Niemal dokładnie rok temu Królewscy przegrali 3:7 z Atletico. I choć był to tylko jeden z letnich sparingów, rozczarowanie i niepokój kibiców zrozumieć nietrudno. – Straciliśmy siedem goli, takie sytuacje nie powinny się zdarzać, ale tej porażki nie ma sensu roztrząsać – tonował nastroje Zidane.
Kilka miesięcy wcześniej Francuz podjął się misji ratunkowej. Real był wtedy w rozsypce. W ciągu tygodnia przegrał dwukrotnie z Barceloną przed własną publicznością, odpadł też już w 1/8 finału z Ligi Mistrzów, w której miał bronić tytułu. Zidane pomocy nie odmówił, mimo że wracając, ryzykował wiele.
Przez dwa i pół roku w Madrycie święcił triumfy, aż w końcu – po trzecim z rzędu zwycięstwie w Champions League – stwierdził, że zespół potrzebuje zmian i podał się do dymisji. Wraz z nim odszedł też Cristiano Ronaldo, z czym nie potrafili sobie poradzić trenerzy Julen Lopetegui, a następnie Santiago Solari.
Zidane nie doczekał się transferu Kyliana Mbappe, a kupieni za wielkie pieniądze Eden Hazard i Luka Jović leczyli kontuzje. Postanowił więc budować z tego, co ma.
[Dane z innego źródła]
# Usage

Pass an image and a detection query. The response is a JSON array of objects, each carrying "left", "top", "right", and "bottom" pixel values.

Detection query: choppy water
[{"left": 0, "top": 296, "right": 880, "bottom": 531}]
Gdy tracisz gracza, który co roku gwarantował 40–50 goli, musisz przynajmniej dobrze bronić. I właśnie defensywa okazała się kluczem do sukcesu. Zidane wyciągnął wnioski ze wspomnianej porażki z Atletico. Real nie porywał grą, często się męczył, ale – co pokazał zwłaszcza finisz sezonu – był do bólu skuteczny.